Derek Downes, chairman of Team Rathkeale, the umbrella group for local businesses, told the protesters it would cost him  at least €15,000 extra a year to travel to another town to lodge the shop’s takings because he would need to bring to bring up to  three members of staff, for insurance purposes. . “Even if I lodge the money in the post office, I will still be charged bank charges,” he said, adding that he was already paying €22,000 a year “just to lodge money.” 

He had been involved in talks with AIB, Mr Downes continued, where they had made various proposals such as a mobile bank and an upgraded ATM in a bid to keep banking in the town. But, he said, “at the end of the day they don’t want to change their mind.” 

Independent TD for Limerick, Richard O’Donoghue, linked the protest to the wider issue of life in rural Ireland becoming less and less tenable. And he declared it was time to stand up against those who are “closing down rural Ireland”.  

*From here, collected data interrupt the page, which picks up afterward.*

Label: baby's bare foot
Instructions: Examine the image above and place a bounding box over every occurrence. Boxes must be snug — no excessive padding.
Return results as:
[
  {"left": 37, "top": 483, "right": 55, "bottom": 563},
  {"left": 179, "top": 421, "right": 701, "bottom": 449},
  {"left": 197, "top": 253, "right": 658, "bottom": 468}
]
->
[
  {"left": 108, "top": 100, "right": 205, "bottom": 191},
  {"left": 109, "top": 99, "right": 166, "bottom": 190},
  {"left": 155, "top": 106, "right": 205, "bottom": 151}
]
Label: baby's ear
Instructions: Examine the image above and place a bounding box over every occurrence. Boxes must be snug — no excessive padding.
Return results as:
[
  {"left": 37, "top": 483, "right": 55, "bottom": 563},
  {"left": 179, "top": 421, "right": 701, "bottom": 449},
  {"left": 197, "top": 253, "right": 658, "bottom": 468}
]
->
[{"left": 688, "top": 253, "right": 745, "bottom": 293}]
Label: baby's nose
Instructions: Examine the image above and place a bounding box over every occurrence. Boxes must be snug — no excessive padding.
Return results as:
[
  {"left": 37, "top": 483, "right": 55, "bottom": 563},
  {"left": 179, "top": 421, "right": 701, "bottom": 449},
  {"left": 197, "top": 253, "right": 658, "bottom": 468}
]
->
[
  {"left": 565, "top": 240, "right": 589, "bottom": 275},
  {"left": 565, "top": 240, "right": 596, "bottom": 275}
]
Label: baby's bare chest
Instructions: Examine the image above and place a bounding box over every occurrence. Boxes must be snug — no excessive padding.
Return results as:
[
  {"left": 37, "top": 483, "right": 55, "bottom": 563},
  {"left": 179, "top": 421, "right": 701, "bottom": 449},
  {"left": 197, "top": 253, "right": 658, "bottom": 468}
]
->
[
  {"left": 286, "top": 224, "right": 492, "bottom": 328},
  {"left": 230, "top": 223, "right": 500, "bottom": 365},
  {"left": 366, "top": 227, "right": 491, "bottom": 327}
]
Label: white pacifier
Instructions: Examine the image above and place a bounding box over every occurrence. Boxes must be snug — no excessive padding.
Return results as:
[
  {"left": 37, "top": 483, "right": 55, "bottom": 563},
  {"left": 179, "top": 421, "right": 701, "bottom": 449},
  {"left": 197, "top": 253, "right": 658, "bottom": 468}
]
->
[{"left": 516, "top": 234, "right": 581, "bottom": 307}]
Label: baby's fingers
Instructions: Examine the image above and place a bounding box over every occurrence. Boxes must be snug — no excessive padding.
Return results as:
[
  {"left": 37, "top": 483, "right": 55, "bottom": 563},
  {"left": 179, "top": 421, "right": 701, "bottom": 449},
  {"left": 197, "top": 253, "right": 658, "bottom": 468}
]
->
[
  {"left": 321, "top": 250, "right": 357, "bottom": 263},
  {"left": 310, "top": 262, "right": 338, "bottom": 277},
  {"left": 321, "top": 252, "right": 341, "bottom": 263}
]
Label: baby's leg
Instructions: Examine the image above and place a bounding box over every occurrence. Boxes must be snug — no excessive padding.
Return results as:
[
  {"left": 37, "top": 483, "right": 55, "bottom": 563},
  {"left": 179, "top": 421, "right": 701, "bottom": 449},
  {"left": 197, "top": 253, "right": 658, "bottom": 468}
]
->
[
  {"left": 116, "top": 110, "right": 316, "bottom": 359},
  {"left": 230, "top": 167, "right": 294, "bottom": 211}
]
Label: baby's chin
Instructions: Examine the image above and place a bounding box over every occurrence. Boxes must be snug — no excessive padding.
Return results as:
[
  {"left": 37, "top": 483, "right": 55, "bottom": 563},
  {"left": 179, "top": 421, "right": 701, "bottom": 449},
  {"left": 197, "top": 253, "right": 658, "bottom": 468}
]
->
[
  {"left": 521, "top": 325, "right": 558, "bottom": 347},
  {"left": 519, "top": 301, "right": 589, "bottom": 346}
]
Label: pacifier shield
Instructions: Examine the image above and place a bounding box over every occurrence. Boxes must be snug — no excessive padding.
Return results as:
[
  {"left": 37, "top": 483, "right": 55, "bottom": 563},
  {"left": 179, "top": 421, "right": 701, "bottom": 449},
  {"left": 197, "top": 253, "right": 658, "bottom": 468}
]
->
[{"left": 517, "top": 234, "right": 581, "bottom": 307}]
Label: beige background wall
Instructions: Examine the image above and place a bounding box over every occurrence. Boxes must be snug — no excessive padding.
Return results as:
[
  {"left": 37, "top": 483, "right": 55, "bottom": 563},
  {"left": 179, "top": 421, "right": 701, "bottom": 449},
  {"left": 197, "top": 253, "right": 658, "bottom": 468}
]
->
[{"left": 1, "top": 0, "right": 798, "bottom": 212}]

“The people of Co Limerick need to stand up for their towns and villages, “ he said. “We are not going to be closed down. We are not going to take this lying down. We are not going to take this any more.” 

Minister of State Niall Collins said he stood in solidarity with the people of Rathkeale and pledged he would do everything in his power to hold  AIB to their promise of commitment to the town. “I think today is a sad day,” he said, adding that he had tried his best to ensure levels of service remained the same. 

However, he warned that anybody who says the government can change the AIB decision was wrong. “I would love to be able to tell you the government can change the position. It can’t. “ 

“Today is only the start,” said Peter Donovan who was among those organising the protest. “The bank can be changed.” 

Cllrs Stephen Keary and Bridie Collins also spoke.